A resilient supply chain is defined by its ability to resist incidents and events at a micro or macro level. These risks can range from white swan events like the pandemic, war, national regulations, and technological advances to operational supply chain disturbances and even rapidly changing consumer behaviors. All investments to make supply chains resilient have gone into automating supply chain processes and gaining visibility. The focus thus has been to adapt supply chain processes to business needs and seamlessly connect workflows while gaining visibility with real-time insights on the data generated from these automated workflows. This data is used to do supply chain risk analysis.

This approach ignores one of the greatest dangers to supply chain resilience. Modern supply chains are complex entities spanning continents and multiple national borders and one of the biggest and most consistent risks that emerge in supply chains is with your supplier’s supplier or your supplier’s supplier’s supplier. This risk is real, and its repercussion to the business and brand are potent, however modern supply chains in most industries simply do not have the data to make risk assessments at such lower tiers. Compliance and risk owners simply are not oriented to look at this and their governance ignores this angle.

Even if risk and compliance owners at large multinationals and companies with supply chains across borders started to look at this risk vector they would run into serious headwinds. These suppliers can run into hundreds or thousands or even tens of thousands for large companies. A three-sixty-degree in-depth assessment of these suppliers would require amalgamating a lot of different data sets with varying levels of data integrity and access at a large scale.

All of this comes at a time when the US Government has become very aggressive on supplier risk. The US Department of the Treasury’s Office of Foreign Asset Control (OFAC) administers and enforces most economic and trade sanctions on supply chain related violations. What is critical to understand is that OFAC’s civil enforcement of US sanctions laws and regulations are enforced on a “strict liability” basis. Strict liability exists when a company is liable for committing an action, regardless of the company’s intent or ignorance of consequence when committing the action. This means that OFAC does not need to prove fault or intent to enter an enforcement action and issue a civil penalty. These penalties have increased manifold recently pushing past the billion-dollar mark in 2019. While this number has gone down due to Covid disruption there is little doubt a new more aggressive stance related to monetary penalties is now a standard baseline for OFAC and other agencies involved with sanctions.

Companies that are trying to address this vulnerability are struggling. How much do you do on your own? How much do you rely on a third party and tools that are not specifically made to address this issue? Which data can you use? Which secondary third data can you buy? Which third-party data can you overlay? How do you ensure the integrity of these? How do you ensure data governance, so you have the latest data on legal relationships of owners and companies, and that the family tree of companies and directors is fully up to date? There is a lot of uncertainty on how to proceed.

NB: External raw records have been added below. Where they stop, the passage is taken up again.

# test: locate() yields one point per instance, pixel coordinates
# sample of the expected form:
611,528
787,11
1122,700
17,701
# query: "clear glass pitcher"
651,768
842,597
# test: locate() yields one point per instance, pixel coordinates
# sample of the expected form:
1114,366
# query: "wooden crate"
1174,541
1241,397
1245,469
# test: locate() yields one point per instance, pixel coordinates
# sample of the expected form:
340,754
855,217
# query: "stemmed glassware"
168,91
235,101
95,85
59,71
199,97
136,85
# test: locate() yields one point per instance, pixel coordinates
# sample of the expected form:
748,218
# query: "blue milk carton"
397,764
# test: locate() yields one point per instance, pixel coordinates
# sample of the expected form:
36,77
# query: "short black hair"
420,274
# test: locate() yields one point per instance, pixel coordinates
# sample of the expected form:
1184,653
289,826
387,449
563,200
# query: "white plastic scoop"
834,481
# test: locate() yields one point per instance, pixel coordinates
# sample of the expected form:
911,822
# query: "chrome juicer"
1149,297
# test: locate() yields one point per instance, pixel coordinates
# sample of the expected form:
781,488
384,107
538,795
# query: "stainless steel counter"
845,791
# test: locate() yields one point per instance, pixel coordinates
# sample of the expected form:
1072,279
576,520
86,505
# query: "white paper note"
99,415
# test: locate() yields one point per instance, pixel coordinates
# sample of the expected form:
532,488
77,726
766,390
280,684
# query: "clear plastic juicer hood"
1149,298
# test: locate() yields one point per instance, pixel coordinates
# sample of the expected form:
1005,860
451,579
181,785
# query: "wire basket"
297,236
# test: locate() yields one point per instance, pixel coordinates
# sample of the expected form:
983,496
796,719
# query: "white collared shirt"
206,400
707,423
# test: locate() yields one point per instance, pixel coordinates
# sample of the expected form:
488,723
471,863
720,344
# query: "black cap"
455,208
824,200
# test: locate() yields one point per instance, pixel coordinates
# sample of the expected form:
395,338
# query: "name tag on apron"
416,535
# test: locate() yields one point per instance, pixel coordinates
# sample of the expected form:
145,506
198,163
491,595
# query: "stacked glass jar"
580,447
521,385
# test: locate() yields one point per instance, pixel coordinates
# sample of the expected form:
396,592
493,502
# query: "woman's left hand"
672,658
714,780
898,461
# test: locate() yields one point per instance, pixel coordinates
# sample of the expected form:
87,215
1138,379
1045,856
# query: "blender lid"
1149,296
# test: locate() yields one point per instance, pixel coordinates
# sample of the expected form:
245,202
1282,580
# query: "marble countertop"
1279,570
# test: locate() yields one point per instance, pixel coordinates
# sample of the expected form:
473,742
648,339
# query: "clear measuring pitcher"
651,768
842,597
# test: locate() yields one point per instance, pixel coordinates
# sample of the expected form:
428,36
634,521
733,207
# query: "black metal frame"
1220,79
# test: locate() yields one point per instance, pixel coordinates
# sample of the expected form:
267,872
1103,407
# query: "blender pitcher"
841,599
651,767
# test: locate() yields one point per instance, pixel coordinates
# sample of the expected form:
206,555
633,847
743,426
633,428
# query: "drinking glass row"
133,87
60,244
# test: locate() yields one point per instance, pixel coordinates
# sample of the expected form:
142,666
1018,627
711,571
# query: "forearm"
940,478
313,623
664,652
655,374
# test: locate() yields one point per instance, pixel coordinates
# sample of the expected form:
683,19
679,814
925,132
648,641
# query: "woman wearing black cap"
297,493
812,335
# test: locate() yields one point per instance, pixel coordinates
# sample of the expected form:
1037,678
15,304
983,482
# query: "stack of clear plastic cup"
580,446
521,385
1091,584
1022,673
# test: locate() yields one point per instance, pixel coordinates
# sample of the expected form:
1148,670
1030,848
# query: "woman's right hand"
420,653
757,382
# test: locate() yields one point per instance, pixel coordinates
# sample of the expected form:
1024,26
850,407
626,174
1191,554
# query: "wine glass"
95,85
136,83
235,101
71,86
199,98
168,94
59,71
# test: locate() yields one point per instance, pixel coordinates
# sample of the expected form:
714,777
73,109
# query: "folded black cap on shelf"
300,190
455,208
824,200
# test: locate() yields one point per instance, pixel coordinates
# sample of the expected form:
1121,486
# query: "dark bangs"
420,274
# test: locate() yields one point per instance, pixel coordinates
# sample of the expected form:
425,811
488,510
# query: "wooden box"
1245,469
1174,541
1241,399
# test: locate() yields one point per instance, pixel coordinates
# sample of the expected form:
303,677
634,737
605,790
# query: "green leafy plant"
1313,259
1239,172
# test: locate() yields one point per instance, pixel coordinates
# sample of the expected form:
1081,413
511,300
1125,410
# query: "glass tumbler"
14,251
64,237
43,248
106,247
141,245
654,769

Companies that have found success in this area have a commonality of decisions and initiatives and companies looking to emulate them would do well to study these:

Multi-tier audit checklist: What do you need to know? What do you know about that? What don’t you know about that? These three questions are key to understanding your current risk profile, but if you do not do an exercise to identify these you will never get the checklist you need to pursue the right data.

Supplier collaboration: Companies that know what data to look for then move to the next step of formally going to all their suppliers and asking for data. There is a lot of incentive to do this. Aside from mitigating supplier risk, this greater data comes in incredibly handy during a supply chain crisis giving you greater visibility into your suppliers and enabling you to make better business decisions faster.

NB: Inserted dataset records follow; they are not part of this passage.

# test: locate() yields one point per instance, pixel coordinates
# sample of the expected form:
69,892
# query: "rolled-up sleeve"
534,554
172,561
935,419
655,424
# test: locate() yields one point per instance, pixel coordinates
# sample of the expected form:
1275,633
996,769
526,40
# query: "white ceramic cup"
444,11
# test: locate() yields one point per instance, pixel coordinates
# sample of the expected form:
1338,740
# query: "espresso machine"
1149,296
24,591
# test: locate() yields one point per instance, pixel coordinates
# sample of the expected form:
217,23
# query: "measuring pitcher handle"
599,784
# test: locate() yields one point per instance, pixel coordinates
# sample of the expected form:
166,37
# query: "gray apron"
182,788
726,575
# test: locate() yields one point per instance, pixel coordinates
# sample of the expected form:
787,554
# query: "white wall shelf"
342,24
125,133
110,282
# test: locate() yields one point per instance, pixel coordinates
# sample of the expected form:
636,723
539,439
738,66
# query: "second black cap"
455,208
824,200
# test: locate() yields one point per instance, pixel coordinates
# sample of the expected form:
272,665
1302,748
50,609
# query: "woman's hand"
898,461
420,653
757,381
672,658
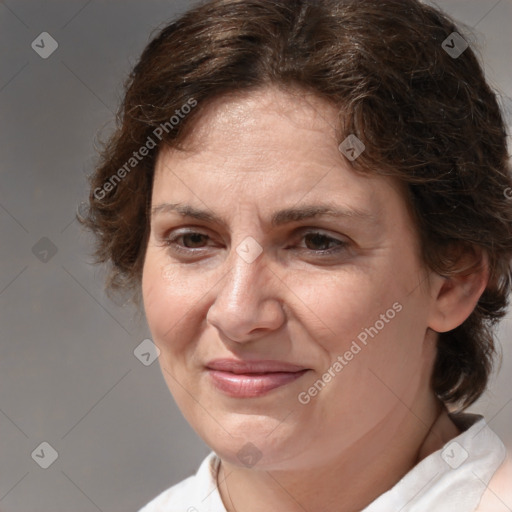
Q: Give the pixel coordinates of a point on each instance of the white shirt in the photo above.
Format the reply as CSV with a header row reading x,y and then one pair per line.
x,y
451,479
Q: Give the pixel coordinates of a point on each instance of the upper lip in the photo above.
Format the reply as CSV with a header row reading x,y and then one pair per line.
x,y
262,366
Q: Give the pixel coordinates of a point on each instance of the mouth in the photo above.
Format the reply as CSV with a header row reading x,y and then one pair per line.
x,y
250,379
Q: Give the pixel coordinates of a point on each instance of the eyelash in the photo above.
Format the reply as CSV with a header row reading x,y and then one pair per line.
x,y
170,242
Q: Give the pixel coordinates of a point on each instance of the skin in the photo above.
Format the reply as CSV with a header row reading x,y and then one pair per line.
x,y
249,156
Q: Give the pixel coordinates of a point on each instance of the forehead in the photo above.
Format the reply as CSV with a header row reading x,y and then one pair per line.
x,y
271,149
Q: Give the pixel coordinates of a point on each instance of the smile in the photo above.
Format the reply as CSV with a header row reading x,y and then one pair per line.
x,y
250,379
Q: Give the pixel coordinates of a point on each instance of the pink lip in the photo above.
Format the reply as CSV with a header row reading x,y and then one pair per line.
x,y
248,379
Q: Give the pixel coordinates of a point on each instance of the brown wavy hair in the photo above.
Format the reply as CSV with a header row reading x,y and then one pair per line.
x,y
426,118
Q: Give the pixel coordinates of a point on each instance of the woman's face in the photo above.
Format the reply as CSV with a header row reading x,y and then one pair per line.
x,y
330,309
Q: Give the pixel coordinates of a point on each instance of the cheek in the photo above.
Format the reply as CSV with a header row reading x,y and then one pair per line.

Specialized tools: Increasingly tools that have access to large business databases related to credit and/ or financial capability can take that data and translate it into risk models. They can also visualize inter-company connections and map executive relationships and tally them to blacklists maintained by OFAC and other government agencies. These tools will be a critical part of mitigating supply chain risks from tier 3 and 4 suppliers.

The new reality of your supplier’s supplier being a grave risk to supply chain resilience is here to stay. Companies need to address this vulnerability head-on by changing some fundamental assumptions about their risk models, gathering new primary data, collaborating closely with their suppliers, and relying on “smart” tools.